100: liquid crystal display device, 110: liquid crystal controller, 1
20: liquid crystal panel, 130: scanning driver, 140: data driver, 202: FRC processing unit A, 203: FR
C processing section B, 204 FRC processing section C, 205 memory area A, 206 memory area B, 207 memory area C, 208 data selector, 209 liquid crystal output interface, 212 memory control device, 301 FRC
Pattern generator, 302... FRC pattern signal group, 30
3 FRC pattern selector, 1001 liquid crystal module, 1101 liquid crystal display device, 1102 A / D converter, 1301 high-speed clock for automatic determination, 1302 counter, 1303 frame frequency switching unit.
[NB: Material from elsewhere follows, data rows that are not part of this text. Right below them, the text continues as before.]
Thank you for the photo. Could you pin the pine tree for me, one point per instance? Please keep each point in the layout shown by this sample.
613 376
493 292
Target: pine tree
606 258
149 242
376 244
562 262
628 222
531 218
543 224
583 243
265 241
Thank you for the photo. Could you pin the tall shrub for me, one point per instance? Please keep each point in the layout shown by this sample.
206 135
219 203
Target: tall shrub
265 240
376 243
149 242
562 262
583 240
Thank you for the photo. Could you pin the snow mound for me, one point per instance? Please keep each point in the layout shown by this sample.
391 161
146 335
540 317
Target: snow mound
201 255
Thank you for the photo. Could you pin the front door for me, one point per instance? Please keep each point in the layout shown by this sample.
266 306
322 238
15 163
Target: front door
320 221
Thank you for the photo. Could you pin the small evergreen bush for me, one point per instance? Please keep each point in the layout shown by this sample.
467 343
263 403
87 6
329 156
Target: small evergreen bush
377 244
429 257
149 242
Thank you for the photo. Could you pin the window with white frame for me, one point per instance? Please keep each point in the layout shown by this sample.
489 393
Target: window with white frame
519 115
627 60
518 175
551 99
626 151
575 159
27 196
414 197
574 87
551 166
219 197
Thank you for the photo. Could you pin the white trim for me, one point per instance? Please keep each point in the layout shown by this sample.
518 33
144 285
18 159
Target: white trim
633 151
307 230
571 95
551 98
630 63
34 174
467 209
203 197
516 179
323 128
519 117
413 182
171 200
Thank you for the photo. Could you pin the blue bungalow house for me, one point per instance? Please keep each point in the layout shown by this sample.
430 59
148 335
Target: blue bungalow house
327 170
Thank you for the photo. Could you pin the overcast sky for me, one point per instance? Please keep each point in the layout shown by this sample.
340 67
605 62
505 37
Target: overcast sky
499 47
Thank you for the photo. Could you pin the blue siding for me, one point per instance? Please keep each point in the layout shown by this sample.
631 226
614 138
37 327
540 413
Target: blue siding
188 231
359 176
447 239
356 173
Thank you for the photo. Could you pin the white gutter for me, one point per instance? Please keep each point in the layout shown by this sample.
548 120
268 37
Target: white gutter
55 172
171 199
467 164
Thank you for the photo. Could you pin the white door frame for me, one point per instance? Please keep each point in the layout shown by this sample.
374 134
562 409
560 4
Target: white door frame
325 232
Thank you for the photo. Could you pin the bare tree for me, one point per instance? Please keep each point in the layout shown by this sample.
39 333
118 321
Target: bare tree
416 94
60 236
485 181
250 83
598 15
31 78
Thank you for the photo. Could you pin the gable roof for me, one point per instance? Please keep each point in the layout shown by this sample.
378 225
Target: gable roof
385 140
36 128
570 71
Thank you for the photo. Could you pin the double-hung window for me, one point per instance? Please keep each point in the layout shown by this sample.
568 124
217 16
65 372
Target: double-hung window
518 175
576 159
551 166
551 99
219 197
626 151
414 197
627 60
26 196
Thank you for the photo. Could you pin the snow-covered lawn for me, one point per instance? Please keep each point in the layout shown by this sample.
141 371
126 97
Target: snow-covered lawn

 ──────────────────────────────────────────────────続 き Continuing on the front page (72) Inventor Shinji Uchida 3300 Hayano Mobara-shi, Chiba Hitachi, Ltd.Electronic Device Division (72) Inventor Tatsuhiro Inuzuka 292 Yoshida-cho, Totsuka-ku, Yokohama-shi, Kanagawa Prefecture Hitachi, Ltd. In the image information system

Claims (6)

[Claims] 1. A simple matrix type liquid crystal display device comprising a plurality of bits of gray scale display data and a group of synchronization signals input per pixel, and a group of 1-bit binary display data and synchronization signals output per pixel. A liquid crystal controller for causing a panel to perform gradation display corresponding to gradation display data, wherein for each value of the gradation display data, a pattern signal having a plurality of predetermined patterns is generated and input. (P is an integer of 3 or more) FRCs that output the value of the pattern signal corresponding to the gray scale display data as binary display data
A processing unit, P memory regions arranged corresponding to the FRC processing units, each having a storage capacity of one frame of binary display data, and a predetermined phase in synchronization with an input synchronization signal. One frame of binary display data is written to each memory area, and after writing, control is performed to read the binary display data of each memory area at a speed N times (N is a real number greater than 1) that at the time of writing. A liquid crystal controller comprising: a memory control unit; wherein each of the FRC processing units switches a pattern of a generated pattern signal according to an output order of a frame included in binary display data to be output after conversion. 2. The liquid crystal controller according to claim 1, wherein the memory control circuit sets a write period and a read period for the memory area to 1 / frame of one frame period of gradation display data between each memory area. N, and so that the read periods of the respective memory areas are continuously connected,
A liquid crystal controller that performs control. 3. The liquid crystal controller according to claim 1, wherein in the memory control circuit, in each memory area, a read period and a write period sandwich a non-access period having a length determined by the value of N. A liquid crystal controller which performs control so as to be connected and a continuous read period of each memory area. 4. The liquid crystal controller according to claim 1, wherein said N based on the input synchronization signal is set such that the frame frequency of the binary display data to be output falls within a predetermined range.
A liquid crystal controller further comprising: means for changing the value of. 5. A liquid crystal panel of a simple matrix type, a liquid crystal controller according to claim 1, 2, 3 according to a synchronization signal output from the liquid crystal controller.
A liquid crystal display device comprising: a scan driver and a data driver for causing the liquid crystal panel to perform display corresponding to value display data. 6. The liquid crystal display device according to claim 5, further comprising an A / D converter for converting display data as analog data into gradation data as digital data. apparatus.